I have absolutely no desire to nurse my pre-schooler, but I don’t care if another woman does. By American standards, I nurse for a long time. My oldest was just a week or so shy of two when he weaned, my middle child was 22 months, and my youngest could wean any day now, and I would be thrilled, but she will be weaned by her second birthday. That is my comfort level. It conforms with the WHO guidelines, and it works for my family. I see it as my duty to support any mother who feeds her child in any way that is healthy and keeps everyone happy. Do you need breastfeeding support? I’m your woman. Do you need someone to let you know that your child won’t die and is not being denied a future Pulitzer Prize if you formula feed? I’m there for you. Do you need someone to not look askance when you nurse in public regardless of whether your child is three weeks or three years? I’ve got your back. Are you somewhere in the middle? That’s cool, yo.

Here’s the thing.

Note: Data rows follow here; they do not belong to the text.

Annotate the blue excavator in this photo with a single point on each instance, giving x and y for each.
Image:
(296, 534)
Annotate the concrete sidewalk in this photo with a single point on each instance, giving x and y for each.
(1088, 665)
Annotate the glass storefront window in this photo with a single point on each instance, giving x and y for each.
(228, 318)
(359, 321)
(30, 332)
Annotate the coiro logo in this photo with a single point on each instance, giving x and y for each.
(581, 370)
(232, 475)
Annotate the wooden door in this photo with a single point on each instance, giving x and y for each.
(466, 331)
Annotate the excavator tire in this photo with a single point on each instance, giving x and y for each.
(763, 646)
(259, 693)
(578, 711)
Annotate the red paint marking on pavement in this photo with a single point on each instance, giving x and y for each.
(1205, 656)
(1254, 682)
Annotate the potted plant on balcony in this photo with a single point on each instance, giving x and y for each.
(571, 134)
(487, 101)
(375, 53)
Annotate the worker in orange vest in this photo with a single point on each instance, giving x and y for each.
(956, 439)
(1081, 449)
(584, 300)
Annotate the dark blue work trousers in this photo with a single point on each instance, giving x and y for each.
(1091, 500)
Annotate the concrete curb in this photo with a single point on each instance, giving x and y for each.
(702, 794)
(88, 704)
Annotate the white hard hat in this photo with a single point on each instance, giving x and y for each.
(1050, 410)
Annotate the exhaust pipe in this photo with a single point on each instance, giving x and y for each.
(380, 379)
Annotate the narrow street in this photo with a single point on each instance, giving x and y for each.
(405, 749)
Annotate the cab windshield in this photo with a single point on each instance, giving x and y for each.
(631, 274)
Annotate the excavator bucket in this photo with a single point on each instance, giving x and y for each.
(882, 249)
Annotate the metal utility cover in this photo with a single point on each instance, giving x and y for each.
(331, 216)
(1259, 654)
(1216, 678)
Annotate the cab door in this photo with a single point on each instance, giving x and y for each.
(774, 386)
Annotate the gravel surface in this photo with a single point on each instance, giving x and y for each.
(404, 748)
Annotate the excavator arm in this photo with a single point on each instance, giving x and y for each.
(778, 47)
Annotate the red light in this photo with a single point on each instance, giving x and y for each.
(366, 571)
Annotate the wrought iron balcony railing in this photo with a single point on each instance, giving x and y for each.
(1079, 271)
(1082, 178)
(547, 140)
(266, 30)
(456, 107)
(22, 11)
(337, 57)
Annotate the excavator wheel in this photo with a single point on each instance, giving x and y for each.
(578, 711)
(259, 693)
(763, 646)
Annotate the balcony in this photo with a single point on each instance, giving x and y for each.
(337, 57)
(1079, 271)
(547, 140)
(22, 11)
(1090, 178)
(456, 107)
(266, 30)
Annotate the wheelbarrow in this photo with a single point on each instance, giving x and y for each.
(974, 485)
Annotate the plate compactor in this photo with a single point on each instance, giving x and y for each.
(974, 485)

We should all support each other. What good does all of this endless debate and fighting about the “right” way to do something that there is actually no one correct way to do, do for anyone? If I make a different choice for my family than you did for yours, that is not a reflection on my opinion of you or your parenting. It is a reflection of what seems instinctual and best for me and my family, and vice versa. What works for one child in the same family might not work for another. With that being the case, why on earth would we think that what works for one family will necessarily work for another? If I offer advice, it’s because I think it will help, not because I will be offended to the core if you don’t take it. If I don’t take your advice, it isn’t because I don’t like and respect you, it’s because it didn’t feel right for my situation. We need to let go of our own fear of being judged, and respect each other. This need for understanding goes for pretty much every non-abusive parenting decision people make. I used to be much more defensive about a lot of my parenting choices because it’s hard to feel completely secure when you’re responsible for someone else’s life. I am much more secure in my choices now than when I began my parenting journey. I may never be mother-of-the-year, but my kids love me and they are good kids who know they are loved. At the end of the day, what more do we want?